Authors should recognize that small clinical studies might easily miss rare but nevertheless catastrophic problems. Even if a study showed no complications, a conclusion that the treatment is “safe” may be unwarranted if the study is not adequately powered. If clinicians would be unwilling to accept a major complication rate of 1 in 100 cases, then a conclusion that a treatment is safe would need to show no complications in more than 300 subjects to convincingly rule out an incidence of 1%. A conclusion that a treatment is “safe” should be made cautiously, and only when it can be statistically supported. As the Editor-in-Chief of Anesthesiology, I believe that much more careful attention needs to be paid by our authors and reviewers—and our readers—to these and other aspects of study design and reporting. Interested individuals (including most authors) are encouraged to read any of several texts devoted to clinical trial design and conduct; a particularly useful, short (and quite readable) book is Fundamentals of Clinical Trials by Friedman, Furberg, and DeMets. 1We have also posted a copy of Dr.
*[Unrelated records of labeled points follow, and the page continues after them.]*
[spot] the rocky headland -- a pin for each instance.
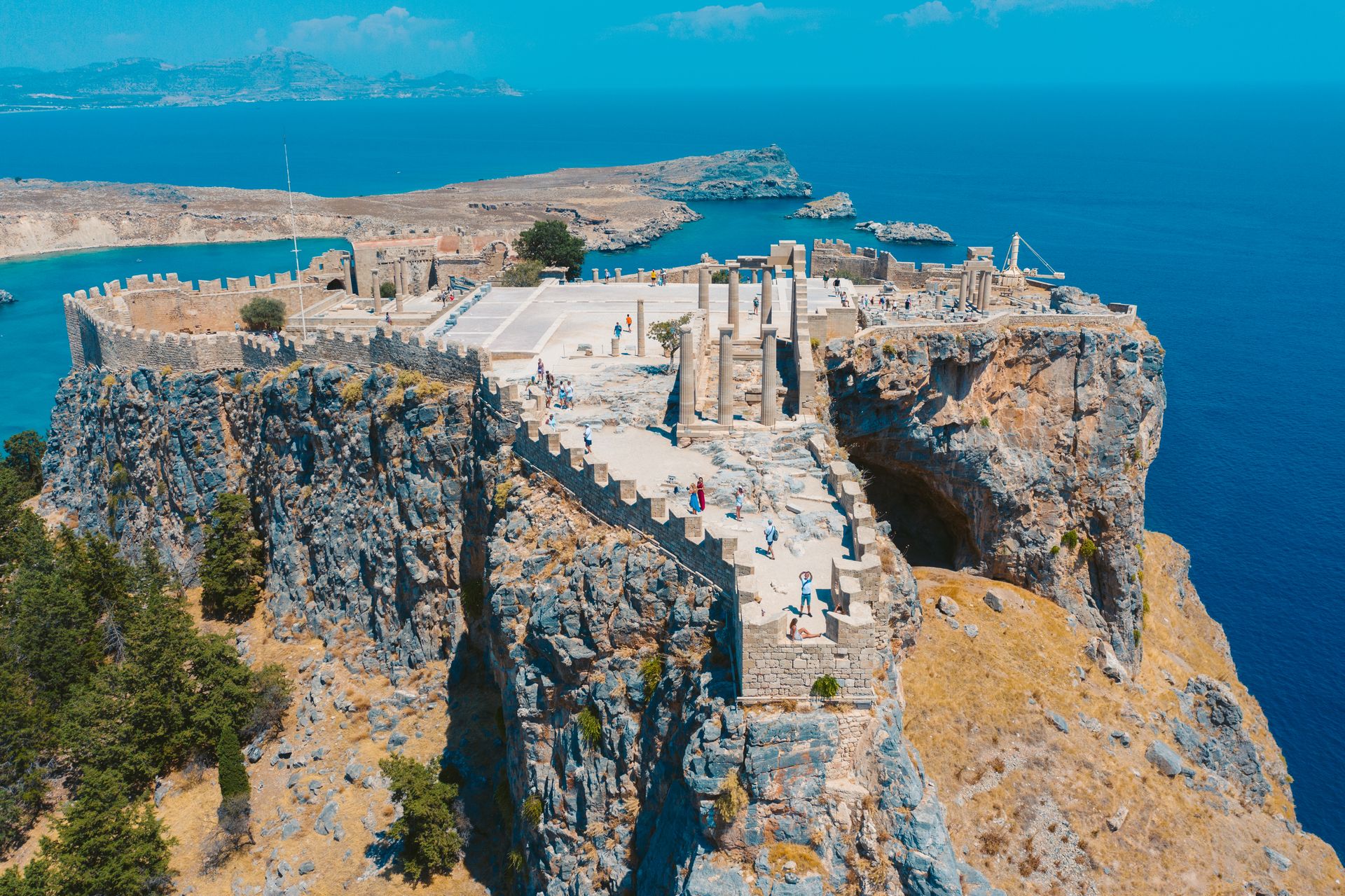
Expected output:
(276, 74)
(1052, 708)
(836, 206)
(611, 207)
(907, 232)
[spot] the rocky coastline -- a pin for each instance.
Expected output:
(839, 205)
(609, 207)
(408, 544)
(907, 232)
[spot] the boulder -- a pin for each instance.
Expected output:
(1164, 758)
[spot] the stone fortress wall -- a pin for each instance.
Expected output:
(167, 304)
(836, 257)
(109, 329)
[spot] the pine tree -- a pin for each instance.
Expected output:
(428, 827)
(106, 844)
(233, 773)
(233, 564)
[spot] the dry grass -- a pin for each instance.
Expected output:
(805, 859)
(994, 755)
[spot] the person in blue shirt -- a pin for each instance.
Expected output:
(806, 593)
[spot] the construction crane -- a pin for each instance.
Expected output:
(1014, 276)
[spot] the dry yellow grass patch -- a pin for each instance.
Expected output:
(975, 710)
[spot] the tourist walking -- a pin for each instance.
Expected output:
(799, 634)
(806, 593)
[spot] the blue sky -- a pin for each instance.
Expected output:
(603, 43)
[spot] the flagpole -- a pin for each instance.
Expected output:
(294, 237)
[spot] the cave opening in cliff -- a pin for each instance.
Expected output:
(927, 528)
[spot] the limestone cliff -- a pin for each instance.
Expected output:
(1059, 779)
(358, 486)
(588, 619)
(1013, 450)
(380, 497)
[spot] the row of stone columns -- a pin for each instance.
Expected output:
(733, 298)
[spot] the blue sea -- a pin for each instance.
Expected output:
(1218, 213)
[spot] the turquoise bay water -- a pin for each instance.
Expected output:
(1219, 214)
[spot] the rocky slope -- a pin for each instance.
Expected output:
(609, 207)
(359, 504)
(906, 232)
(381, 505)
(1059, 779)
(270, 76)
(836, 206)
(991, 444)
(432, 596)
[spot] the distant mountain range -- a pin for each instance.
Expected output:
(276, 74)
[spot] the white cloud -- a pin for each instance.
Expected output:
(381, 32)
(720, 23)
(993, 8)
(931, 13)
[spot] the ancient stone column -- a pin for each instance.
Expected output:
(768, 375)
(733, 298)
(687, 381)
(726, 375)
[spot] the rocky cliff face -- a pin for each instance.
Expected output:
(1014, 451)
(357, 483)
(631, 769)
(674, 789)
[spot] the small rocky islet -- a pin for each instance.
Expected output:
(907, 232)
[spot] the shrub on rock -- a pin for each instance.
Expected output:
(264, 314)
(230, 572)
(429, 824)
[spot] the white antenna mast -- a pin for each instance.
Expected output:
(294, 237)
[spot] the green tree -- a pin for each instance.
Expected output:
(233, 773)
(523, 273)
(428, 825)
(23, 455)
(669, 336)
(106, 844)
(264, 314)
(230, 572)
(552, 244)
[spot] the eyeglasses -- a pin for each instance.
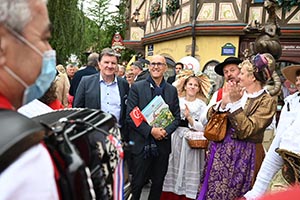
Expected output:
(159, 64)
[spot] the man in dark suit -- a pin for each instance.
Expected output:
(91, 68)
(152, 145)
(104, 90)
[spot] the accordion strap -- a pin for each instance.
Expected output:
(18, 133)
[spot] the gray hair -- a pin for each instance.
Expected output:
(93, 59)
(15, 13)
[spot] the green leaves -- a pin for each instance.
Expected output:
(77, 29)
(287, 4)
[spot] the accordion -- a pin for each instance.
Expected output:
(86, 149)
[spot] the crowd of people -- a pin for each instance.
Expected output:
(235, 167)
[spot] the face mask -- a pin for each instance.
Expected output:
(44, 80)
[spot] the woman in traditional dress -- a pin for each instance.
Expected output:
(185, 163)
(232, 164)
(286, 143)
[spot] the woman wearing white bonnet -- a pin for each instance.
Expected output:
(285, 146)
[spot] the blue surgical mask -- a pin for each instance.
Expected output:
(44, 80)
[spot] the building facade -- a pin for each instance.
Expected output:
(207, 30)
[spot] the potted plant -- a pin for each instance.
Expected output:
(155, 10)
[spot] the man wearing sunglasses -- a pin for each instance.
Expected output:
(152, 145)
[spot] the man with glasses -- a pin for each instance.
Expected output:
(104, 90)
(152, 145)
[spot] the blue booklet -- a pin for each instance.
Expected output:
(157, 113)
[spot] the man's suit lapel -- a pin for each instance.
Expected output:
(147, 91)
(97, 90)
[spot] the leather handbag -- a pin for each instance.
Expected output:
(215, 129)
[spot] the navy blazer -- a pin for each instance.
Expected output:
(140, 95)
(89, 91)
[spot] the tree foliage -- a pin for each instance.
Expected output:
(75, 33)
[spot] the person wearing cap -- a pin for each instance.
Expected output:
(229, 70)
(178, 66)
(232, 164)
(91, 68)
(287, 139)
(137, 68)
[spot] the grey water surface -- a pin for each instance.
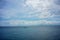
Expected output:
(30, 33)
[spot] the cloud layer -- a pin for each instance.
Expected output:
(21, 12)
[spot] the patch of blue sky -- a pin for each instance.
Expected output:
(12, 12)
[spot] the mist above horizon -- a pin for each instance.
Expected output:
(29, 12)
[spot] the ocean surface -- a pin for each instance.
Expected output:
(30, 33)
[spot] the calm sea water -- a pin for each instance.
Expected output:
(30, 33)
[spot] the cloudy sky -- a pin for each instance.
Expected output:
(29, 12)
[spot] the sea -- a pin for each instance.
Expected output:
(30, 32)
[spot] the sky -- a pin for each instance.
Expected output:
(29, 12)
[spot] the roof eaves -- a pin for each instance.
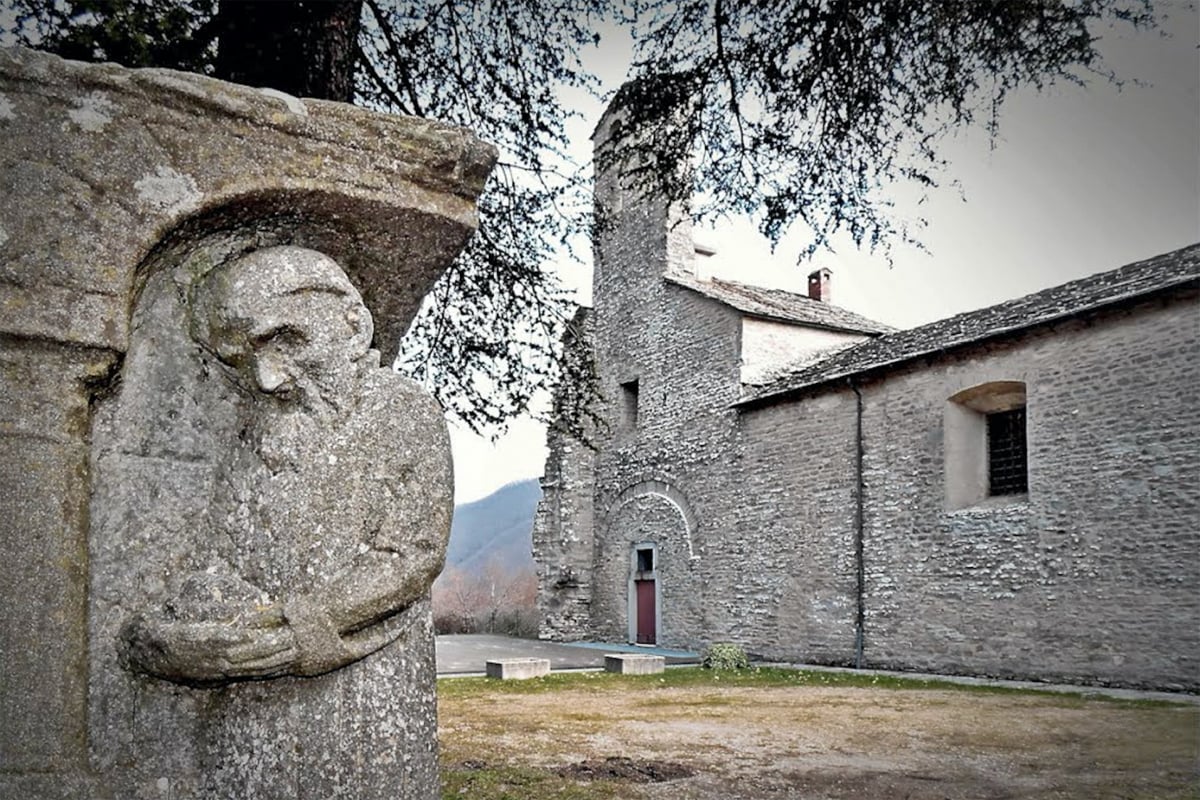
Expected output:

Browner’s article and have provided a link to the CONSORT documents and checklist in our Guide for Authors on the Journal’s Web site (www.anesthesiology.org). In addition, the National Institutes of Health Clinical Center has developed an on-line clinical research training program that is available to any interested investigator (http://www. cc.nih.gov/ccc/cr/training.html).
I should note that the CONSORT statement contains a checklist and flow diagram. While authors are encouraged to use this checklist, there is no intent to enforce rigid adherence to it; the complexity of clinical research may make certain items inapplicable. The purpose of providing these materials is to encourage investigators to consider them when designing their studies and preparing their manuscripts, to aid reviewers (and editors) in ensuring that certain key features have not been overlooked and to help readers better determine the quality of a study. The greater goal is to ensure that all of the articles we publish meet the high standards that our readers have come to expect of Anesthesiology.